States with higher vaccination rates have shown much more robust job gains in the L&H sector relative to states with lower vaccination rates.
L&H industries still dominate employment losses, relative to other sectors, representing approximately 32% of all US job losses since February 2020, despite making up only about 11% of total employment before the coronavirus pandemic’s onset.
Fitch does not expect employment in this sector to regain pre-pandemic levels until 2024, two years behind expectations for total employment. Recovery in this sector will be an important component to overall employment growth in many states.
While vaccination rates show a notable relationship with the increase in L&H jobs, other factors including state and local coronavirus containment mandates and the supply of labor are likely to play a role in the pace of job growth in the L&H sector across states.
Research from Goldman Sachs points to the trend that “seeing the world” now beats “stay at home” activities, as leisure and travel are making a comeback.
According to data from Goldman Sachs' Global Markets Division, companies that help you see the world are now outperforming those that help you stay at home.
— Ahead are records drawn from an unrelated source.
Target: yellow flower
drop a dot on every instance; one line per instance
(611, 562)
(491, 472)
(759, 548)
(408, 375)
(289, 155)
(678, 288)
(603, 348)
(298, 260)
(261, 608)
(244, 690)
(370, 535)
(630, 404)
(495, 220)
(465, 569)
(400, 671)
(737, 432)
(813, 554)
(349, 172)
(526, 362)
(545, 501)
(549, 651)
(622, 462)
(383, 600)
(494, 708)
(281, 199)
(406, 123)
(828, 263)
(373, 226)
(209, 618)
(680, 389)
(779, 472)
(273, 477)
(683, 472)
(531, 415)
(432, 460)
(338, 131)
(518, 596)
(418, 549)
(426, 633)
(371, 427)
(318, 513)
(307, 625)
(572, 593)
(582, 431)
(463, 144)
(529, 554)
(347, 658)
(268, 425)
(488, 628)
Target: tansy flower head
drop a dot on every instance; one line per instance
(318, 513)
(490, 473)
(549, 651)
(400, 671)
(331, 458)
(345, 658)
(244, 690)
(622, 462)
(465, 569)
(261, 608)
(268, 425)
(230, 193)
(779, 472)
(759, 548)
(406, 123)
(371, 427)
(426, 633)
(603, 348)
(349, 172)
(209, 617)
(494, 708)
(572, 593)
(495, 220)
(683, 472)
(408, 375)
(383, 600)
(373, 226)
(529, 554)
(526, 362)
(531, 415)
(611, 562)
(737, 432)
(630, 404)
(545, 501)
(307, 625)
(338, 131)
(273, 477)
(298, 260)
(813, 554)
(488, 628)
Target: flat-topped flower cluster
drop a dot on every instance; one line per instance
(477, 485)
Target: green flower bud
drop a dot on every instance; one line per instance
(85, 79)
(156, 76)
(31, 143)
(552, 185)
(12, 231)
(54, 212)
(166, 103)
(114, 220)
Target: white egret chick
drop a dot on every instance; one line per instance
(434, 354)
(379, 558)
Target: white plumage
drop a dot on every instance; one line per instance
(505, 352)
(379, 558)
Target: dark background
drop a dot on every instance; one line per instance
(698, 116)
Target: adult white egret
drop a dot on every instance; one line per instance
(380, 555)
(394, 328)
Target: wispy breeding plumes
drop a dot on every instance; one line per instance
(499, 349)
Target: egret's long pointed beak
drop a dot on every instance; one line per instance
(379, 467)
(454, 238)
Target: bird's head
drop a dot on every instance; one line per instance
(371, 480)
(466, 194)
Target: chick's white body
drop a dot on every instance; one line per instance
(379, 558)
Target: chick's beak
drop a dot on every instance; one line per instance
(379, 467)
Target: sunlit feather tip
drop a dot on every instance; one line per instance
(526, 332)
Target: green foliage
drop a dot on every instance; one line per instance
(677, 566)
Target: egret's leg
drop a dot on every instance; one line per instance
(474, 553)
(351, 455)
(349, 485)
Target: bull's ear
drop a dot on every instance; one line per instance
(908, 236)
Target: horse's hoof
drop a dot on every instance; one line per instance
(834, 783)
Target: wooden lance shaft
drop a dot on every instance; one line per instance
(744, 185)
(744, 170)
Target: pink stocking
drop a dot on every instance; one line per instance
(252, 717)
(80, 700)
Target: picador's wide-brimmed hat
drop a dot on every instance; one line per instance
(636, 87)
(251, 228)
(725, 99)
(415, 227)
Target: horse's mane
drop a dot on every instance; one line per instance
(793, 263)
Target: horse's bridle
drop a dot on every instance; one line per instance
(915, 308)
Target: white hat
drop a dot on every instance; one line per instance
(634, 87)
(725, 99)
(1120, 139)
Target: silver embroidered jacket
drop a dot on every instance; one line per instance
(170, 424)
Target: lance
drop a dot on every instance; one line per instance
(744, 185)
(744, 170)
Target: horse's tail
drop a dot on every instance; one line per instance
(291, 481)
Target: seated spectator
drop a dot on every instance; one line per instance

Equities with exposure to reopening themes are rising in the U.S. and E.U. compared to businesses that benefit from consumers spending more time and money around the house. In Asia, the trend is lagging, in part due to a slower vaccine rollout in Japan and Australia.
The GS reopening baskets consist of U.S., E.U. and APAC-listed equities predominantly in the leisure and travel industries, which are expected to outperform as more people begin to leave home and the vaccine rollout makes further progress.
Stay-at-home baskets, meanwhile, consist of companies that benefit from at-home activities, including food delivery, internet marketing, streaming services and at-home fitness services.